A Belated Birthday…

Gosh, with all the Canada Day and Independence Day celebrations going on, a somewhat iconic birthday slipped by me.

The Sony Walkman turned 30 on July 1st!

Assuming that you’re old enough, can you remember your first Walkman (or Walkman-like clone/device)?

I remember it being so easy to convince my parents of how the “outrageous” cost of the little cassette player would be outweighed by one HUGE advantage to them:  They wouldn’t have to hear the music I listen to.

I didn’t even have to dredge down to the “everyone-else-has-one” level.

This was the first personal, portable music-listening device and unquestionably was the roots of what we have now in iPods, Zunes, Nomads… etc…  At the time, in the late ’70′s and early ’80′s, the Walkman was THE device you carried around with you.

Remembering the days of the Walkman: the fact that you were listening to something recorded on cassette AND through small headphones meant that the audio quality REALLY sucked.  But who cared that the sound quality wasn’t as good as the LP’s on your Hi-Fi system.  Now, you could take the music that YOU wanted to listen to along with you and enjoy it without bothering anyone else.  Well, you could bother everyone near you if you had the volume cranked…

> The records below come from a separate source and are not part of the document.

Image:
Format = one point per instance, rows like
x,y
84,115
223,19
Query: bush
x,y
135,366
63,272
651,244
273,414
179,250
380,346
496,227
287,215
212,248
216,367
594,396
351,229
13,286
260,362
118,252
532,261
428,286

This birthday twigged my interest after reading a post on Create Digital Music - the site made their own birthday homage, but also brought up a bit of a spin that brought some things into perspective.  The article also reminded me of Billy Joel’s “We Didn’t Start the Fire”, but I digress…

Those Kids – they’re all Pirates!

For all the whining and complaining that the record industry is making about people stealing music contributing to the end of the world as we know it, it’s no wonder that no one is paying attention.  This predicting the music world ending thing is not new at all – the RIAA furor over consumer magnetic tape machines got rekindled as a a result of the Walkman being released.

MP3 Sound Quality is Horrible!

MotorolaPicAgain, portability of music isn’t a new thing – even before the Walkman, there was this new fangled thing called the transistor radio.

If you want to complain about audio quality degrading, you have to go way back to the 1950′s and include the transistor radio – arguably the first breakthrough device that would enable people to carry music with them … well, as long as you didn’t get out of range of your favorite radio station that is.

After cassettes, came CD’s and the electronics industry tried to make portable devices to play that media.  CD-based “Walkman’s” were a limited in success – after they figured out how to keep the laser from skipping from every shock and jostle, people got tired of trying to figure out ways of carrying these things around without it looking like they have a small textbook strapped to their hip.

__________________________

So I guess the question is:

Will we ever have a portable music option that is convenient, efficient on space AND good sound quality?

I don’t know, file formats such as FLAC are gaining in popularity, but it’s still quite big and unless some consumer-level electronics maker gets behind it and incorporates it in their product, it’s not going to enjoy much more than a audio-geek-cult following.

I sincerely hope so … all our hard work on recording and mixing needs something that doesn’t squash the life out of our magical creations!

One Response to A Belated Birthday…

  1. Derek says:

    I think sufficiently high-bitrate MP3s or AAC files provide enough quality for the listening environments most people are in: noisy places with headphones and cars. Indeed, most people’s headphones do more to degrade the sound than a 256 kbps compressed file, I think.

    How many people still listen to music on a big home hi-fi speaker system, really? Anything like that is for playing movie soundtracks now.

    Oh, and in addition to home taping killing music, remember that recorded music in general was going to kill sheet music and live performance too!